Irish authorities eased foreign travel quarantine restrictions from July 20. A list of "green" countries, which are considered to represent a low risk of infection, were released on July 20. Those arriving from a country in the "green list" will no longer be subject to the 14-day self-quarantine requirements. However, quarantine requirements will remain in place for all countries which are not included in the list. Those arriving from higher risk locations will still be required to fill out a Passenger Locator Form on arrival and self-isolate for two weeks. Authorities may contact people to confirm they are following the required procedure. As of August 4, Cyprus, Malta, Gibraltar, San Marino and Monaco have been removed from the list of countries from which travelers would not have to self-quarantine for 14 days.   

Ireland entered phase 3 of their 4-phased plan to reopen the country on June 29. Face masks are compulsory on public transport, restaurants, and shops. Barbershops, churches, theatres, cinemas, and gyms reopened under certain hygiene conditions. People are allowed to resume domestic travel.

As of Wednesday, August 5, there have been 26,253 confirmed cases of COVID-19 in Ireland, with 1763 associated fatalities. Further international spread of the virus is expected in the near term.


The first case of COVID-19 was reported on December 31 and the source of the outbreak has been linked to a wet market in Wuhan (Hubei province, China). Since then, human-to-human transmission of the virus has been confirmed.

Cases of the virus have been confirmed in numerous countries and territories worldwide. On March 11, the World Health Organization (WHO) declared the global outbreak a pandemic. Virus-screening and quarantining measures are being implemented at airports worldwide, as well as extensive travel restrictions.

The most common symptoms of COVID-19 are fever, dry cough, and tiredness. Some patients may experience other symptoms such as body pains, nasal congestion, headache, conjunctivitis, sore throat, diarrhea, loss of taste or smell or a rash on skin or discoloration of fingers or toes. These symptoms (in most cases mild) appear gradually. Generally, most patients (around 80 percent) recover from the disease without being hospitalized.
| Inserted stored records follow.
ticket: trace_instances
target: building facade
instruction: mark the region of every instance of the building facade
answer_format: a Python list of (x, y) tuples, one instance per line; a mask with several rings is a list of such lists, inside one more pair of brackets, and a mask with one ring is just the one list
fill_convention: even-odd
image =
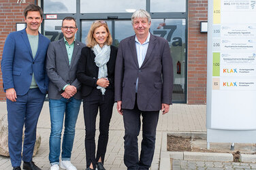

Measures adopted by local authorities evolve quickly and are usually effective immediately. Depending on the evolution of the outbreak in other countries, authorities are likely to modify, at very short notice, the list of countries whose travelers are subject to border control measures or entry restrictions upon their arrival to the territory in question. It is advised to postpone nonessential travel due to the risk that travelers may be refused entry or be subject to quarantine upon their arrival or during their stay.

To reduce the risk of COVID-19 transmission, travelers are advised to abide by the following measures:

  • Frequently clean hands by applying an alcohol-based hand rub or washing with soap and water.
  • When coughing and sneezing, cover mouth and nose with a flexed elbow or tissue; if used, throw the tissue away immediately and wash hands.
  • If experiencing a fever, cough, difficulty breathing, or any other symptoms suggestive of respiratory illness, including pneumonia, call emergency services before going to the doctor or hospital to prevent the potential spread of the disease.